An exclusive still from The Life of Chuck courtesy of NEON

Matthew Lillard and Chiwetel Ejiofor

“The only thing you ever want as any creative in the world is to be wanted and appreciated,” Lillard explains after I ask how his creative relationship with Mike Flanagan began.

“When Mike Flanagan came to me last year and said, ‘You’re in the FlanaFam now,’ it meant everything.”

The two first crossed paths on the set of Five Nights at Freddy’s, where Flanagan was visiting with his kids. “I said, ‘What does that mean?’” Lillard recalls. “And he told me, ‘It means I want to work with you. I’ll come to you with roles. And you can come to me with ideas. I’ll find ways to make it happen.’”
Lillard pauses, visibly emotional as he reflects on the exchange. “I did a good job not breaking down and crying. Just having that moment with him was immensely powerful. As a man, a human being, a father, an artist—all the above.”

Like with Flanagan, his connection to Stephen King also runs deep, in a different sort of way.

Christine was the first book I ever read for pleasure,” he shares, recalling how his mother would let him pick any book he wanted whenever they visited a bookstore. “She said they were making it into a movie and picked up Christine for me. I remember reading it in the back of the car on vacation—it was a very strange experience.”

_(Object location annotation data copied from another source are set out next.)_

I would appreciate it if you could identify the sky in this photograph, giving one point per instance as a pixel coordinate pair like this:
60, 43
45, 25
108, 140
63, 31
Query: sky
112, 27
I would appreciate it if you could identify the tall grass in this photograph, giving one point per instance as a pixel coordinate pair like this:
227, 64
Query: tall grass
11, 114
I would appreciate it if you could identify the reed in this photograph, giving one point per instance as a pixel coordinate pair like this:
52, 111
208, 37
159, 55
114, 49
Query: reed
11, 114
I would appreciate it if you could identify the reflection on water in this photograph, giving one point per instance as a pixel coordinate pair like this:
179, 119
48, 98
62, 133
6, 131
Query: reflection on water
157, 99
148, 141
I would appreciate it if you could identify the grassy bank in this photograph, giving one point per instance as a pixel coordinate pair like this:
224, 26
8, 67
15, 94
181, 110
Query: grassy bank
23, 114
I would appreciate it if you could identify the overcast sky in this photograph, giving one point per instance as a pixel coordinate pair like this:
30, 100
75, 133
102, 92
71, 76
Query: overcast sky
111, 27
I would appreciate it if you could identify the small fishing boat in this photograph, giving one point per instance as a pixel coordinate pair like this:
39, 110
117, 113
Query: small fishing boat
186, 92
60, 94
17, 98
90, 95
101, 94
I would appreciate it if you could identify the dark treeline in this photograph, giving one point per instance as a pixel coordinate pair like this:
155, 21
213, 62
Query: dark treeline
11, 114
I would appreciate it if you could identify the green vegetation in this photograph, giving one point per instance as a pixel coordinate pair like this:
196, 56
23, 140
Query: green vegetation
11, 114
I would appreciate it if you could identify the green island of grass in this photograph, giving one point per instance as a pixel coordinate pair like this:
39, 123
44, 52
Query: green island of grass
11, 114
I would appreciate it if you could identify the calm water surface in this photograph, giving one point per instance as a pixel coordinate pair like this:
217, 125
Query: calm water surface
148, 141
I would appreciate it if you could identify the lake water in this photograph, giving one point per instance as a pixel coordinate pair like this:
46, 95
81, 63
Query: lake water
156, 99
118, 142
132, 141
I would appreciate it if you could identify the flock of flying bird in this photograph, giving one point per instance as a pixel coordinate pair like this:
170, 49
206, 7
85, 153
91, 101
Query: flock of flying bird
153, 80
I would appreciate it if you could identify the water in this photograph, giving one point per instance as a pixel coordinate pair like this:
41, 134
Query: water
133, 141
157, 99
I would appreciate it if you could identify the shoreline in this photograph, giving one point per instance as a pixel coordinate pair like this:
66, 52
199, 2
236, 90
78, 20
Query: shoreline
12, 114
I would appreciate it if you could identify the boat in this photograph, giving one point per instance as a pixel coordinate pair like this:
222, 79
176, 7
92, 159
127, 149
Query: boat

Now, nearly four decades later, he is not just within one King adaptation, but starring in two. Following The Life of Chuck, Lillard is set to star in Flanagan’s highly anticipated rework of Carrie as a limited series for Prime Video. “I’ve read the whole story, all eight episodes, and they’re fantastic,” he says. “Mike was waiting for the right way to do it—and what he’s done is the purest form of modernization I’ve ever seen. It takes what our kids are struggling with today and translates it into this iconic piece of literature.”

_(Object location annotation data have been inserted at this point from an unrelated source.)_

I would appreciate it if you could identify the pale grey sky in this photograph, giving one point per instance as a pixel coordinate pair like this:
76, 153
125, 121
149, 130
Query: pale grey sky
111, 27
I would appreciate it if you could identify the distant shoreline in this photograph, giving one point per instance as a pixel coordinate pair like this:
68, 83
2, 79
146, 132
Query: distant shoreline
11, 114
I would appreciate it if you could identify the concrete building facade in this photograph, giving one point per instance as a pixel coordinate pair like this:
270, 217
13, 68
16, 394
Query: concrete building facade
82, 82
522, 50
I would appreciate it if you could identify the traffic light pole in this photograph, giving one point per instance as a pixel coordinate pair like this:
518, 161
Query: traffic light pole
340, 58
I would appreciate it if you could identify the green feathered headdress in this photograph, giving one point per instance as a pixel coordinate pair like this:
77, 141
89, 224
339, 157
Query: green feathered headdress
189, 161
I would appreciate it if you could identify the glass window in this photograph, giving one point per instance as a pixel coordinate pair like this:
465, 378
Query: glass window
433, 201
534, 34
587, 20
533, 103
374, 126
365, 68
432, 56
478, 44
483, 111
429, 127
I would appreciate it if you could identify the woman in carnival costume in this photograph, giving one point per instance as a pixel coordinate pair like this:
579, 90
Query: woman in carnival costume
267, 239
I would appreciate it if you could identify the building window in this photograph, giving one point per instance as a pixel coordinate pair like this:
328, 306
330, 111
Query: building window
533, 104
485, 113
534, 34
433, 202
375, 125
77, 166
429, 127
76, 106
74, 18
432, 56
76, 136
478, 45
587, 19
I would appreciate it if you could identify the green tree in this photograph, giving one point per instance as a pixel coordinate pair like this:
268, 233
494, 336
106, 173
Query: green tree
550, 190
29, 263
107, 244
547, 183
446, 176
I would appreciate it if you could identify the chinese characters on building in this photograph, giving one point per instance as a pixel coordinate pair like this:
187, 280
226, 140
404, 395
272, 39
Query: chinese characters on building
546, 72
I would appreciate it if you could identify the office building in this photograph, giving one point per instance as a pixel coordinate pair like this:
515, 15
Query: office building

“We contain multitudes” was first uttered by Walt Whitman, later canonized by King through the novella The Life of Chuck, and now repurposed by Lillard to define not just the characters he’s playing, but the key figures behind his renaissance.

“Both Stephen King and Mike Flanagan are known for these horrific things they create,” says Lillard, and I start to see where we’re headed. “And here, they step aside and show their humanity. The Life of Chuck is a beautiful journey. You can’t contain them in one box—they contain multitudes. And maybe I do too.”

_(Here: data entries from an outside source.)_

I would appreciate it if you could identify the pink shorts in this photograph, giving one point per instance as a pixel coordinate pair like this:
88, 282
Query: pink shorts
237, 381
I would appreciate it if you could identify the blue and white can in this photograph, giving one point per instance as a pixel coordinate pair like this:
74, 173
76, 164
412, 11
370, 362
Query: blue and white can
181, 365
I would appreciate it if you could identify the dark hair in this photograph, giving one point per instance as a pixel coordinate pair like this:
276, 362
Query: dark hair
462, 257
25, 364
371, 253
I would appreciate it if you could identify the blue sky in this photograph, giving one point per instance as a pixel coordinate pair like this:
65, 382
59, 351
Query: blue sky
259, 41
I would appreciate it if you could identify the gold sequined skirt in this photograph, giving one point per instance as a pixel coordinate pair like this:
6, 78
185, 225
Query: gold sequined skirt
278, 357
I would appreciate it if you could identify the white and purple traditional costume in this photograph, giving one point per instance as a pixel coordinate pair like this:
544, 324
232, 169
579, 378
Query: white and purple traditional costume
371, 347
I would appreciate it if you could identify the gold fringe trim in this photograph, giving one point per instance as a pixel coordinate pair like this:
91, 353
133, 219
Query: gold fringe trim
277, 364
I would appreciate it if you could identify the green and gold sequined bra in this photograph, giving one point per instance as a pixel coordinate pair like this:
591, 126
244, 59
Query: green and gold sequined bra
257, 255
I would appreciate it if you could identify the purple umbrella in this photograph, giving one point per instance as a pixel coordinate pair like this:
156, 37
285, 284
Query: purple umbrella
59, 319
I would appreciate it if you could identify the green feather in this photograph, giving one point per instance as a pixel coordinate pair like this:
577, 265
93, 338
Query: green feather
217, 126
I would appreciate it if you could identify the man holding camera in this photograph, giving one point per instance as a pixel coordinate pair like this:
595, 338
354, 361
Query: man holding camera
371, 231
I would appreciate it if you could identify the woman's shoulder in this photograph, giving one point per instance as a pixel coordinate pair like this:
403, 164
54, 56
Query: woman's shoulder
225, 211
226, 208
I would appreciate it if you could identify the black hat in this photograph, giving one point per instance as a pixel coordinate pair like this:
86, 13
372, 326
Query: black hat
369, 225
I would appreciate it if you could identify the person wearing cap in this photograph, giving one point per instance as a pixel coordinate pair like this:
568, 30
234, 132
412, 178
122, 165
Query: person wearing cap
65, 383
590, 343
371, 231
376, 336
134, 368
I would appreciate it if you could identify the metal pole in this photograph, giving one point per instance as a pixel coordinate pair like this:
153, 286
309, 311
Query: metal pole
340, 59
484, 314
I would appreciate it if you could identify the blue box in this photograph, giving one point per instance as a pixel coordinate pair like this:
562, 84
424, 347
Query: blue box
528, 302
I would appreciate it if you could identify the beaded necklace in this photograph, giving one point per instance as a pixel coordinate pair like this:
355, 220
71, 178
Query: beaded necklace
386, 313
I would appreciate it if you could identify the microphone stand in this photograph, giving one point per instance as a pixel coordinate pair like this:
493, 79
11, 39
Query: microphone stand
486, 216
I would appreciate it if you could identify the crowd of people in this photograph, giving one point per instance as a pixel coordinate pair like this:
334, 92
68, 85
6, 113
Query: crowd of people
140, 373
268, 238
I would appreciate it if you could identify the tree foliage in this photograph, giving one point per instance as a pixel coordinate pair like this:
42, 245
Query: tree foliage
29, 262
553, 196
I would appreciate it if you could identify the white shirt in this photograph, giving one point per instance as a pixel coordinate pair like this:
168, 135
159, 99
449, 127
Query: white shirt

While promoting The Life of Chuck, Lillard is still living through disaster. In late 2024, catastrophic wildfires tore through his Altadena community. “We had a hundred thousand dollars’ worth of damage,” he says. “We were the first wave of evacuations, and we were lucky. But our community was decimated.”

When asked whether a pivotal scene in Chuck involving the fate of California reminded him of the fires when they occurred, Lillard is blunt: “No, because I was running for my life with my family. When you’re in the middle of that, the only thing you care about is getting your family to safety.”

For the actor, this tragedy is both macro, as his whole community faced it at large, and micro since it affects him and his immediate household directly and personally. “There are tens of thousands of families out there still trying to get the remains of their homes scraped off their land. And we all go on. But they’re still struggling day in and day out just to answer the riddle of where they’re going to stay for the next year.”

“I think that in the world we’re living in right now, it feels untethered, terrifying, and unprecedented,” he says. “My deep hope is that this movie lands. That people find it. Because it has this salve-like quality, you leave the theater having had an emotional experience.”

“There’s a through line in King’s work,” he says. “He writes these incredible stories with incredible heroes. And now I’m lucky enough to be part of that.”

“I think that’s the whole point,” Lillard says. “We contain multitudes.”

The Life of Chuck opens in select cities on June 6 and nationwide on June 13, 2025.